I looked up and stared off into space. She was right; it was too quiet. It felt like there should be a disturbance in the heavens, considering how a violent rip had torn its way through the world so suddenly. Behind us, Trodaire stepped forward, puffing his pipe like a chimney.

“It could be argued,” He said, “that chaos is the way of humankind, and thus the natural state of the universe. From the perspective of the stars, nothing has changed. History is simply a collection of stories about one group of people killing another. However, this was the very reason the Order was organized to begin with. From a strategic standpoint, this is the smartest thing our opponent could have done. The problem is in making their very violent entrance to center stage, they have angered the most deadly group of individuals to ever walk the face of the earth. They no longer have the element of surprise on their side, and sooner or later, we will find them and exact a very specific type of justice.

“We simply need to formulate a plan to maximize the use of our resources. I believe I have a plan to do just that, but it will require more thought and refinement, along with a little more information about what is going on in the world and the gathering of the remaining Valkyries. In the morning, we will discuss my plan as a group, but for now, I am going to sleep.”

He turned around and walked back inside, and Raven and I followed. I placed my mug in the sink and found an empty couch on which to sleep. The days of peaceful sleep were over; peaceful or not, however, it was still necessary.

The Forge

The next morning, I called Tragedy and told her what had happened. I told her that Wade should be cleared for travel in a day or so, and that we had recovered the broken pieces of the blade that Dianna had cut in half. She said that as soon as Wade was ready for travel, we should get Team 2 back to Base, and we should take the shards to Trodaire for inspection. The next day, Wade was healthy enough to take the flight back to base. We put him on the jet with his team, and we took a commercial flight to see Trodaire.

Tragedy must have contacted Raven beforehand, because she met us at the airport and drove us to the cottage. When we arrived, Trodaire was outside, smoking a pipe while reading the newspaper. Ricky and Dianna took their things inside, and I walked over to Trodaire and shook his hand.

“A pipe, huh? Where do you even get pipe tobacco anymore? These days it seems like everything is either synthetic or vaporized.”

He took a puff off his pipe and snuffed it out. “I have a friend down the road who grows it himself; but I doubt you visited me in order to discuss my vices, correct?”

“Right down to business, then.” I pulled the two halves of the broken blade from my backpack. “We got into another scrap with some of the Twelve’s goons, and Dianna broke one of their swords. They all had them this time.”

He took the pieces from me and inspected them one at a time, humming and mumbling to himself as he did so. “I didn’t make this.”

“Well, we kind of figured that.”

“Let me finish. I didn’t make this, and that is both good news and bad news. It is good news because the blades are obviously of lesser quality than the ones carried by the Order. The bad news is they are very well crafted, and they mimic my style almost perfectly.”

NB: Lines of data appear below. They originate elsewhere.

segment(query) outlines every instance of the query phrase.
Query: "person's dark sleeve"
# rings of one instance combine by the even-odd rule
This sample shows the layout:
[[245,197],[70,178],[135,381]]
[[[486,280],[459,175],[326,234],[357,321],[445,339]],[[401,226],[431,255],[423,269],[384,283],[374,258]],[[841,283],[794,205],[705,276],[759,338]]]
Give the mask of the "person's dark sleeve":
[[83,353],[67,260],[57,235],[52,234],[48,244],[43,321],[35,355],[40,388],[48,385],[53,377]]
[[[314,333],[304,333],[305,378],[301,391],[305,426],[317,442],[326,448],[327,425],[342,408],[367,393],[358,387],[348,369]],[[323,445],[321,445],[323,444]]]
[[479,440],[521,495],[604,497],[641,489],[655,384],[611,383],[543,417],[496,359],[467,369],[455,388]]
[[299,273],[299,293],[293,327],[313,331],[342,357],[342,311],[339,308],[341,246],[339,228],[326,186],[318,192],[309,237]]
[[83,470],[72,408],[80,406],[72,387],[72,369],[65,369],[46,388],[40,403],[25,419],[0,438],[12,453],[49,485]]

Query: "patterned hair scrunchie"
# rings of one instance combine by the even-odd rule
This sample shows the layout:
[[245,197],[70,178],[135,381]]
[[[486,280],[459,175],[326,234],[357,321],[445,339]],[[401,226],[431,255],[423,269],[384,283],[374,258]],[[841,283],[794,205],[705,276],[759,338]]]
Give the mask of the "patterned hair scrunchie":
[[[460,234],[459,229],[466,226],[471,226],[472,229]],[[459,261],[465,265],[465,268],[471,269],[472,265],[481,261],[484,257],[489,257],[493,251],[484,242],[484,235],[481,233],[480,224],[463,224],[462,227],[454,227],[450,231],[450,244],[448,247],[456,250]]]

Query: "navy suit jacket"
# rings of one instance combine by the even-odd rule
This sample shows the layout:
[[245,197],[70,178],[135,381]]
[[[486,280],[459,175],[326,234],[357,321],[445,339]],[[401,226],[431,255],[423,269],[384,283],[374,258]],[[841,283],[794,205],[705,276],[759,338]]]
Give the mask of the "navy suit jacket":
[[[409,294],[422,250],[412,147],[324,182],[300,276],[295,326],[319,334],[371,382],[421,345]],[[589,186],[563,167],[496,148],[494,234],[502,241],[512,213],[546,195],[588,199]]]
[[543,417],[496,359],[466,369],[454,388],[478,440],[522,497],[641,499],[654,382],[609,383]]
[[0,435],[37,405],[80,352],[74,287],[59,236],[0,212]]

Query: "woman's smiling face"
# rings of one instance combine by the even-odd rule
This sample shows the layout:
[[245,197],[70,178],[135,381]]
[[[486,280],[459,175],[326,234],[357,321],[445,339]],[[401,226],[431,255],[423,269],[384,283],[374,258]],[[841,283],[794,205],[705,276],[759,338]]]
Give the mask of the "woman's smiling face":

“What does that mean for us?”

“Come inside; I have yet another story that all four of you need to hear.”

We went inside and sat at the table while Trodaire began his tale.

“When the General and I were first commissioned to form the Order, there was another swordsmith who worked with us for a time. He was assisting me on the design of the Valkyrie blades. He disagreed sharply with us on a number of things, and eventually we parted ways. He left before the final design was finished, but because of the knowledge he had of the Order, we kept an eye on him. By the time I retired (or I should say by the time I came here), our surveillance on him had diminished almost completely. I’m not even sure the General told Tragedy about him; he seemed to be of no threat by that time.

“He is the only other swordsmith I know of who could forge the blade you see before you. Smithing has been a dying art for centuries; it was fading even before the Great Plague. I would advise finding this man and interrogating him. My gut is telling me that the Twelve consulted him, having somehow found out who he was and what he was capable of.”

“…is that all?”


“Why did you have us sit down for that? That took, like, two minutes.”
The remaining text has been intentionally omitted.